Skip to content

Octopus

Octopus is a lightweight AutoML framework specifically designed for small datasets (<1k samples) and with high dimensionality (number of features). The goal of Octopus is to speed up machine learning projects and to increase the reliability of results in the context of small datasets.

What distinguishes Octopus from others

  • Nested cross-validation (CV)
  • Performance on small datasets
  • No information leakage
  • No data split mistakes
  • Constrained regularization
  • Ensembling, optimized for (nested) CV
  • Simplicity
  • Time to event
  • Testing system (branching workflows)
  • Reporting based on nested CV
  • Test predictions over all samples

Hardware

For maximum speed it is recommended to run Octopus on a compute node with $n\times m$ CPUS for a $n \times m$ nested cross validation. Octopus development is done, for example, on a c5.9xlarge EC2 instance.

Installation

Package Installation works via pip or any other standard Python package manager:

# Install with recommended dependencies (includes optional packages such as AutoGluon)
pip install "octopus-automl[recommended]"

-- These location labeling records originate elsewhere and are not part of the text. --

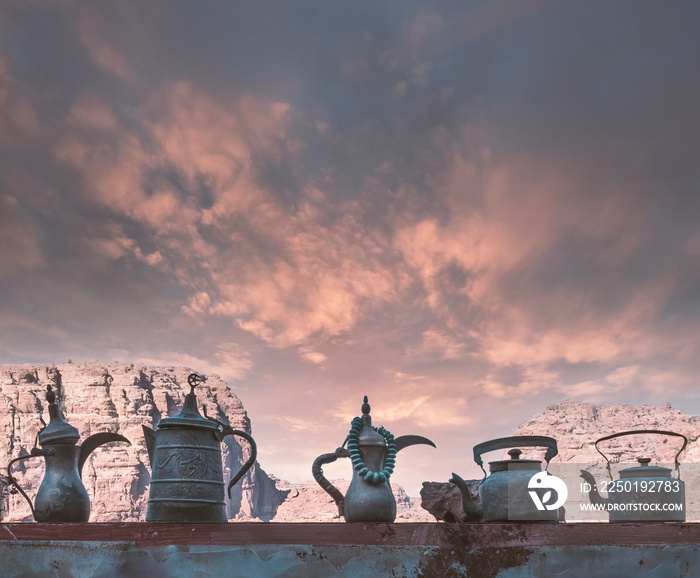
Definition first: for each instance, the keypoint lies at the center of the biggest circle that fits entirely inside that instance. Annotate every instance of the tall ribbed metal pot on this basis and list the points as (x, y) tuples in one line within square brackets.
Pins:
[(373, 453), (187, 479)]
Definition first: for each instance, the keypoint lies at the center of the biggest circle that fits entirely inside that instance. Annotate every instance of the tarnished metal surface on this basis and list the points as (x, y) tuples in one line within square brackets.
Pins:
[(372, 451), (61, 497), (187, 480)]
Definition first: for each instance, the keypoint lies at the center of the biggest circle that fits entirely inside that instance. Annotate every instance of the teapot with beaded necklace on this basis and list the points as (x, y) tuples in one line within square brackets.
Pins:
[(373, 452)]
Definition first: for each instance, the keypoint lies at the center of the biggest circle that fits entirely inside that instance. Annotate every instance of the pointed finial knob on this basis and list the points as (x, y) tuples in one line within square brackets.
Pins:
[(194, 380), (365, 407)]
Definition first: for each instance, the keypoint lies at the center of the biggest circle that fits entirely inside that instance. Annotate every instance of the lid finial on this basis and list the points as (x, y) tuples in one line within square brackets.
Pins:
[(365, 407)]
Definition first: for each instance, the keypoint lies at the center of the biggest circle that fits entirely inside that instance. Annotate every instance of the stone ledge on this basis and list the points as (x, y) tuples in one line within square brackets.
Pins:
[(334, 534)]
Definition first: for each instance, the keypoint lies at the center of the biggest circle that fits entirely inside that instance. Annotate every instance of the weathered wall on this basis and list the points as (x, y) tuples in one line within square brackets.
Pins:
[(427, 550)]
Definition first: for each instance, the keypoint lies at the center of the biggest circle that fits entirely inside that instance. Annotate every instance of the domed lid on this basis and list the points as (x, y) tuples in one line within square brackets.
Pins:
[(368, 436), (644, 470), (189, 416), (58, 431), (514, 463)]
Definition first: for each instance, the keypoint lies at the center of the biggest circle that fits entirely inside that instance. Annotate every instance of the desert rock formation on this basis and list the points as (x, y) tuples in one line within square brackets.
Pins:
[(576, 426), (115, 397)]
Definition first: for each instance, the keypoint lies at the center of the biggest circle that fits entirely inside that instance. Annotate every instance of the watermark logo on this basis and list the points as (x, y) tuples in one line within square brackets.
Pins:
[(546, 481)]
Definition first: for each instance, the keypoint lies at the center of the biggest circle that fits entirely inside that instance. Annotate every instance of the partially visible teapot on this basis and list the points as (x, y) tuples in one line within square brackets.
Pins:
[(61, 497), (507, 494), (373, 453), (187, 479), (644, 493)]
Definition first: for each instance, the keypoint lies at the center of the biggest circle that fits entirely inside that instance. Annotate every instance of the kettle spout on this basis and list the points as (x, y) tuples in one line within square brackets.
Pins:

# Explicitly specify optional dependencies
pip install "octopus-automl[autogluon]"     # AutoGluon
pip install "octopus-automl[boruta]"        # Boruta feature selection
pip install "octopus-automl[sfs]"           # SequentialFeatureSelector feature selection
pip install "octopus-automl[survival]"      # Support time-to-event / survival analysis
pip install "octopus-automl[examples]"      # Dependencies for running examples

# Install with more than one extras, e.g.
pip install "octopus-automl[autogluon,examples]"

For contributors / octopus developers, a specific dependency group exists. It contains code sanitization and quality tools.

pip install "octopus-automl[dev]"